Performance sizing

A lot of factors, such as logic processor number, memory size, network bandwidth, storage bandwidth and the IBM Storage® Scale deployment mode, can impact performance sizing. This section gives a brief throughput estimate sizing guide for teragen and terasort workloads as the query and transaction workload types (HBase, Hive) have too many factors to be able to give sizing rules.

Sizing the throughput from HDFS Transparency cluster could be done by two steps:
  1. Sizing the throughput from IBM Storage Scale POSIX interface.
  2. Calculating the throughput from HDFS Transparency.
To size the throughput of IBM Storage Scale POSIX interface, use the open source IOR benchmark to get the throughput of reads and writes from the POSIX interface. If you are not able to use IOR benchmark, estimate the throughput for IBM Storage Scale POSIX interface as follows:
  • For IBM Storage Scale System, get the throughput number from the IBM® product guide.
  • For IBM Storage Scale FPO:
    • If the network bandwidth is greater than (Disk-number-per-node * disk-bandwidth), calculate using:

      ((Disk-number * Disk-bandwidth / Replica-number) * 0.7)

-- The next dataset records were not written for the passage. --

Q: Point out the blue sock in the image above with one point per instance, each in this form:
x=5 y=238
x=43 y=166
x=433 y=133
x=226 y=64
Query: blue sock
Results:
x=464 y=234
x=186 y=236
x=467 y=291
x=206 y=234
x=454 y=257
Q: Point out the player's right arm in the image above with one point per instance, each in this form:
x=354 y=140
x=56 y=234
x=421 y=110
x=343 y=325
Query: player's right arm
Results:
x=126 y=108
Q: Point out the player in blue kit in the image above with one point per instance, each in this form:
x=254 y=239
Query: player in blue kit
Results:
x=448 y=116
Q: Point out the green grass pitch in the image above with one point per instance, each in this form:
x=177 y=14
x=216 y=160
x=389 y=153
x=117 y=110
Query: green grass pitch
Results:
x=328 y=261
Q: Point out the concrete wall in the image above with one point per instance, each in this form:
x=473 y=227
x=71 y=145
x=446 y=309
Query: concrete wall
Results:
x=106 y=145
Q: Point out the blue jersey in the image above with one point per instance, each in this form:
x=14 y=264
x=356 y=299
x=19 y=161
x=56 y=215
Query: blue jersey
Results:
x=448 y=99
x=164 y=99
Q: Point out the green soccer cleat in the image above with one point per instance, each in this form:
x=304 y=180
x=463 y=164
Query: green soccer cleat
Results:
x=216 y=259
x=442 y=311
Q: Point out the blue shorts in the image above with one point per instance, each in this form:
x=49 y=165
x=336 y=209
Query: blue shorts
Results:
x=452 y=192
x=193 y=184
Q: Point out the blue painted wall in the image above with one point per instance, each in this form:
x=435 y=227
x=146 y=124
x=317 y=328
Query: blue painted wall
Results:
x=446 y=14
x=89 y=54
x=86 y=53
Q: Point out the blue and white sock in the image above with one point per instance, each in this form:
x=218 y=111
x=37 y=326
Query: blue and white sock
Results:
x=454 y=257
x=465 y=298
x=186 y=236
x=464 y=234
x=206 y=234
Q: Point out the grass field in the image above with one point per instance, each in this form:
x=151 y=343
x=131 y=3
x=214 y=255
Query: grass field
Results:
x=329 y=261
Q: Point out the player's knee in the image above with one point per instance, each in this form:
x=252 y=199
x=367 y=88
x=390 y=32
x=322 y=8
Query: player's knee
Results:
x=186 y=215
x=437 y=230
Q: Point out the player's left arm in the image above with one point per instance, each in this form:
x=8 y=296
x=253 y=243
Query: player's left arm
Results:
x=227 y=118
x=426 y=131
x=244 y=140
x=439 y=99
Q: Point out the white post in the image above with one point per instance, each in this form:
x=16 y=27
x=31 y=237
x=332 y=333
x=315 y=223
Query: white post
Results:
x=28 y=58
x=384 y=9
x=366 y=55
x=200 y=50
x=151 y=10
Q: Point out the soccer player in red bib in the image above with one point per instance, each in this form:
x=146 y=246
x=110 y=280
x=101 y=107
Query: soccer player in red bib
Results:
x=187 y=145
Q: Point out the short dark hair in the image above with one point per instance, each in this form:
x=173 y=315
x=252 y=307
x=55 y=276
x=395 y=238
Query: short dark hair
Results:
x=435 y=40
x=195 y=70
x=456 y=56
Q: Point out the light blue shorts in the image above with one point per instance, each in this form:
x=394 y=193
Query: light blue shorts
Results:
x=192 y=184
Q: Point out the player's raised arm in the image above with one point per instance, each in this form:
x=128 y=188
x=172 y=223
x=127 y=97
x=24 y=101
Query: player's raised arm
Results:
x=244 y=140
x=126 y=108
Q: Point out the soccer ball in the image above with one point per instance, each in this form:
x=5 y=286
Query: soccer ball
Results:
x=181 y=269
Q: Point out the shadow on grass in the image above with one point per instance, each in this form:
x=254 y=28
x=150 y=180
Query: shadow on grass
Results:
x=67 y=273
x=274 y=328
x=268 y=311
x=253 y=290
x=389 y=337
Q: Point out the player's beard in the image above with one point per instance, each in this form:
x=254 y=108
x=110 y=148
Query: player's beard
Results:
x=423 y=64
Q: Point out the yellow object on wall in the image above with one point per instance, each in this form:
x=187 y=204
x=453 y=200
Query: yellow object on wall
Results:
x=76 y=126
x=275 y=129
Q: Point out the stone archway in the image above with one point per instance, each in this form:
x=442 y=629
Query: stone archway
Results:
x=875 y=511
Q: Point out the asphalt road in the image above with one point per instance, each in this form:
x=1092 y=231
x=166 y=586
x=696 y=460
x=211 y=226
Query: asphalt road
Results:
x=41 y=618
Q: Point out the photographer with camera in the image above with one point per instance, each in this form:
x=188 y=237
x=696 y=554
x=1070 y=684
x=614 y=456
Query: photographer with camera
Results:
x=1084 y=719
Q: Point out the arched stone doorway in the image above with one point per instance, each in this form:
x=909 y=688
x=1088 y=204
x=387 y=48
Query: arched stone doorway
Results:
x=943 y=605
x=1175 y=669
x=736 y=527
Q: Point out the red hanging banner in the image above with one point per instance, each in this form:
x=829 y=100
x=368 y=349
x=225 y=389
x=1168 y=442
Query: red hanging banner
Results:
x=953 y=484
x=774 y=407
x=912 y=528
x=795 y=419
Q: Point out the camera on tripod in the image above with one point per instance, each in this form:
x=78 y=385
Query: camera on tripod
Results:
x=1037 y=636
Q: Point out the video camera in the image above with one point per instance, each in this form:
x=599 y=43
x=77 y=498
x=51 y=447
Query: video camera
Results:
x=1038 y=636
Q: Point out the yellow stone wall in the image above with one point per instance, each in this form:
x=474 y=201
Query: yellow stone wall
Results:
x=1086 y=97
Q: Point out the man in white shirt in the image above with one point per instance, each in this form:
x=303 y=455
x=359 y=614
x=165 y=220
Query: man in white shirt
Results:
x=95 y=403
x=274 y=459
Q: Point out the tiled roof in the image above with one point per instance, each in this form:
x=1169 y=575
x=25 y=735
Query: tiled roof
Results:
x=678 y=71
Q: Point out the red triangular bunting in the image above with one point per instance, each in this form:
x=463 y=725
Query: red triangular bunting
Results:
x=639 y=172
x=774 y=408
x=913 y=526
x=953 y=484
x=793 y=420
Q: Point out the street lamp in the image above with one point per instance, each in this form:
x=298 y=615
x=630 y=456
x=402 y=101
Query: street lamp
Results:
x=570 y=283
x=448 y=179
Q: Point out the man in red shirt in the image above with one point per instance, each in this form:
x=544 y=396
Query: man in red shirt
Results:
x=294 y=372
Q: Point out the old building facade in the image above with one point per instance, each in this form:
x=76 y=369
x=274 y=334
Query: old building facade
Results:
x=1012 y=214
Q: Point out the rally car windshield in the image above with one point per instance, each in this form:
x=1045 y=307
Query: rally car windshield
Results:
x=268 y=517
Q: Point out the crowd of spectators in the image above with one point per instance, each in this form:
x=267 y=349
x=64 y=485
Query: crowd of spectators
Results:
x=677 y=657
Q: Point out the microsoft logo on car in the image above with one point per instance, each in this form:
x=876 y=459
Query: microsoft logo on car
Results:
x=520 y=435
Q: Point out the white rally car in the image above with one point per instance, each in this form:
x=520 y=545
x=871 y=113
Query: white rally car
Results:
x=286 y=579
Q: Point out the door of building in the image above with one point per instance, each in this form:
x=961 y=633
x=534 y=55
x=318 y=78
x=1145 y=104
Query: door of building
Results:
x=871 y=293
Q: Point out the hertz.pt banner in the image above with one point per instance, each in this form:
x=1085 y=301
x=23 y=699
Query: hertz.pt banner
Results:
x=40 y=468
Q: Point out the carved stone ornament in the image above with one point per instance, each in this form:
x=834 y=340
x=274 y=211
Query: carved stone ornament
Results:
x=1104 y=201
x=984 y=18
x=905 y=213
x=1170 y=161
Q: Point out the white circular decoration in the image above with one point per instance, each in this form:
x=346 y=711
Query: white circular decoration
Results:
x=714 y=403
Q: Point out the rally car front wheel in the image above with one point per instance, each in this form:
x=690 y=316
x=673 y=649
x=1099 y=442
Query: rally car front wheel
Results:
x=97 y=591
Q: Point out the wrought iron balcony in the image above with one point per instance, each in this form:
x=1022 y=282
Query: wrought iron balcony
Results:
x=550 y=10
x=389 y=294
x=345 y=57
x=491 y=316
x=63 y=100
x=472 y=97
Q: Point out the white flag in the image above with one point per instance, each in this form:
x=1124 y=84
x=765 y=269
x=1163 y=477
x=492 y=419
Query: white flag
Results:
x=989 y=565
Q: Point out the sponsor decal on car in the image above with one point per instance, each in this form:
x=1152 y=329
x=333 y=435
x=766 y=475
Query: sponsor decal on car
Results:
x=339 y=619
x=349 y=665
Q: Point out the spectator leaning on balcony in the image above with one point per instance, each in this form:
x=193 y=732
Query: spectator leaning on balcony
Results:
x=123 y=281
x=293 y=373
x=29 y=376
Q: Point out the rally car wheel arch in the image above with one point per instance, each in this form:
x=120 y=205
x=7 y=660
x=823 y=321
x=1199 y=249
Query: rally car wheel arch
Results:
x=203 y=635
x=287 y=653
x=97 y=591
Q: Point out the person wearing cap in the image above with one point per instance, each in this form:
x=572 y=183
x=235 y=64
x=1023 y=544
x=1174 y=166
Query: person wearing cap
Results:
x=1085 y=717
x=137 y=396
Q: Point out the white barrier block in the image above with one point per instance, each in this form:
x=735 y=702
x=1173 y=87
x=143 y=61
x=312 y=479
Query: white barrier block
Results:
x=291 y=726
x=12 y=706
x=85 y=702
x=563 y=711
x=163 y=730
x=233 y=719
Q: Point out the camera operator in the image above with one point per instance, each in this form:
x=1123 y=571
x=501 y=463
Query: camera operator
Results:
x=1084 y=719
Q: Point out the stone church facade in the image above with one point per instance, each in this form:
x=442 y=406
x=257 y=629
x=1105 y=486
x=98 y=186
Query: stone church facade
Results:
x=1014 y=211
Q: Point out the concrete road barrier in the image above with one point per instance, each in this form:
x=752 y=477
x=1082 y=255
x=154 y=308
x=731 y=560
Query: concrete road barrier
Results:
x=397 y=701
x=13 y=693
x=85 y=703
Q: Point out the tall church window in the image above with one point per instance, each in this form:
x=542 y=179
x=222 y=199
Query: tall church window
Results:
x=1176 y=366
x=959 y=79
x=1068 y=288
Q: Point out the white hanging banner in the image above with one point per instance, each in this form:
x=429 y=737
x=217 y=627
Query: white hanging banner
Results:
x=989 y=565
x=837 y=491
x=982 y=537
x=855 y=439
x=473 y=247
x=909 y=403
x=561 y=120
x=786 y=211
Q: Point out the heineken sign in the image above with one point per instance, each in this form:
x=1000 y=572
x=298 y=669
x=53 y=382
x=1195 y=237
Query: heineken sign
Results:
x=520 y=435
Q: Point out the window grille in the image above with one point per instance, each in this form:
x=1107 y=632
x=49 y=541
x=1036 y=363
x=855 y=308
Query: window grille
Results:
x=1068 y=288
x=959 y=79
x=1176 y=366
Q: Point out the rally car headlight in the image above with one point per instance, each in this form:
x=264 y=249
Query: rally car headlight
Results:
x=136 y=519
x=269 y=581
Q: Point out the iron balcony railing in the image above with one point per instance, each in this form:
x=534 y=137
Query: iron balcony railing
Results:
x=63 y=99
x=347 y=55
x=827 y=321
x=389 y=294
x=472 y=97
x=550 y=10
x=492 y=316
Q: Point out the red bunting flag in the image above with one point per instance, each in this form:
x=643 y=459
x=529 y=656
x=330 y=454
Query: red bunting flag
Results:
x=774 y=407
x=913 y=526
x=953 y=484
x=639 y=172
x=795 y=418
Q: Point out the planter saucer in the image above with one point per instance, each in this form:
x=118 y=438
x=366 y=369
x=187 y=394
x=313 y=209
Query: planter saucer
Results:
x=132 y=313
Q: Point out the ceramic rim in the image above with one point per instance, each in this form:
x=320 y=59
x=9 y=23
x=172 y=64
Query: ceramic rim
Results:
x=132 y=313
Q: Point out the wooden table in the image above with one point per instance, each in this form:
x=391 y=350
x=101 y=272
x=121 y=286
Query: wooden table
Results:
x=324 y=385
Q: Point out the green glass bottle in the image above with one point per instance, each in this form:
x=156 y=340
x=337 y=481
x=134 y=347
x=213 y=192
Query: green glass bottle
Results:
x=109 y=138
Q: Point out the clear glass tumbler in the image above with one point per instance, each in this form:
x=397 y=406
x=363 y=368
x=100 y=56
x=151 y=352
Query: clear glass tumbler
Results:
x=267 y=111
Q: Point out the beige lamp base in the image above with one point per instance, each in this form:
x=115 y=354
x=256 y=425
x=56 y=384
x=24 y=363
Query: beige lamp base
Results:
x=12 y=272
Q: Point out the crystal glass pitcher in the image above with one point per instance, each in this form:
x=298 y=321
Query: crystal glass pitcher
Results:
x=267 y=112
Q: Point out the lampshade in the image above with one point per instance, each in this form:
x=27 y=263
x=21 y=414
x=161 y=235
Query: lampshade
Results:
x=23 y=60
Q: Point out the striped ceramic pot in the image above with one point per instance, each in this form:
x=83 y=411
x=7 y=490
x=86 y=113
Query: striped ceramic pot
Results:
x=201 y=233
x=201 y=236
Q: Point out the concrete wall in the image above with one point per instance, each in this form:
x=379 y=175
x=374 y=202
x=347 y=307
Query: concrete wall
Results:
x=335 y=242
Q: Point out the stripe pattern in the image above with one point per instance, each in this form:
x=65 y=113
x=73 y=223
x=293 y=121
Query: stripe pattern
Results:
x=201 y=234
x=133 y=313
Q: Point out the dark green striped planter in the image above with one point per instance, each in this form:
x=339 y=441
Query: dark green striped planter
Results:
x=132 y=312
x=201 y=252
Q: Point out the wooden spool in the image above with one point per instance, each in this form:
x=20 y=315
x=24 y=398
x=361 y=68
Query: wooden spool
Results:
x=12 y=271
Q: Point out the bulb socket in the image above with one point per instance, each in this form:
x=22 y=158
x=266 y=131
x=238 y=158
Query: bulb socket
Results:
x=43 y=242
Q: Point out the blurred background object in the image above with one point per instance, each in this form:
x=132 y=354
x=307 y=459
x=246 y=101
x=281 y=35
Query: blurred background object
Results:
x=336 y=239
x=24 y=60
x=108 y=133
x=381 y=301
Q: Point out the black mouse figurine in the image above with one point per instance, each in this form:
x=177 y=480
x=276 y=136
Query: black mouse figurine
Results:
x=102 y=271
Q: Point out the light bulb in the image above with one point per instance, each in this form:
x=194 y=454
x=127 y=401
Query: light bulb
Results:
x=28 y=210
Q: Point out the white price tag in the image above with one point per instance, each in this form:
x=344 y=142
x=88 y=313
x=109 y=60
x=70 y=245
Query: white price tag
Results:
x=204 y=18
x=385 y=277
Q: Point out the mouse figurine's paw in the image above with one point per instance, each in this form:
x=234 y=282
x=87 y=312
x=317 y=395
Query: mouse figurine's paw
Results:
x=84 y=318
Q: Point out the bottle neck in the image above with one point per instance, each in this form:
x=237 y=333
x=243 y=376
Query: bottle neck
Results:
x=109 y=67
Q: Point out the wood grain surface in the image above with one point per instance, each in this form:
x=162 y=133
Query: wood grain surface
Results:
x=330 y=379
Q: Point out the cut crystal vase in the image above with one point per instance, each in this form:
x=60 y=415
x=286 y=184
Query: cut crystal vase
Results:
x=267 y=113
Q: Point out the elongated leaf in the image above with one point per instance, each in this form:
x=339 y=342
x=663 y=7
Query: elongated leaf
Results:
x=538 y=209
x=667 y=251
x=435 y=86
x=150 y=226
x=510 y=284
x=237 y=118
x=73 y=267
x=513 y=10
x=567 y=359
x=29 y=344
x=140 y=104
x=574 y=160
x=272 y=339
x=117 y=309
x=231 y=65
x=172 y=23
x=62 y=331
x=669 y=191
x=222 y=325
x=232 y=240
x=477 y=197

    • If network bandwidth is smaller than (Disk-number-per-node * disk-bandwidth), calculate using:

      ((Network-bandwidth-per-node * node-number) * 0.7)

Usually, it is recommended to take SSD for metadata so that the metadata operations in IBM Storage Scale FPO do not become the bottleneck. Under this condition, HDFS Transparency interface will yield approximately 70% to 80% throughput based on the POSIX interface throughput value. The benchmark throughput is impacted by the number of Hadoop nodes and the Hadoop-level configuration settings.

As for how to size Hadoop node number,
  • For IBM Storage Scale System:

    Calculate Hadoop node number by using the IBM Storage Scale System official throughput value and the client network bandwidth:

    For example, if using IBM Storage Scale System GL4s and the throughput is 36GB from IBM product guide, and the client has 10Gb network bandwidth, then will need 36GB/((10Gb/8) * 0.8) clients to drive the throughput.

    OR

    Calculate based only on the network bandwidth from the IBM Storage Scale System configuration and the client network adapter throughput:

    For example, IBM Storage Scale System configuration network bandwidth (e.g. 100GB) and the client network adapter throughput (e.g. 10GB), then will need (100GB/10GB) = 10 clients.

  • For FPO:

    All Hadoop nodes should be IBM Storage Scale FPO nodes.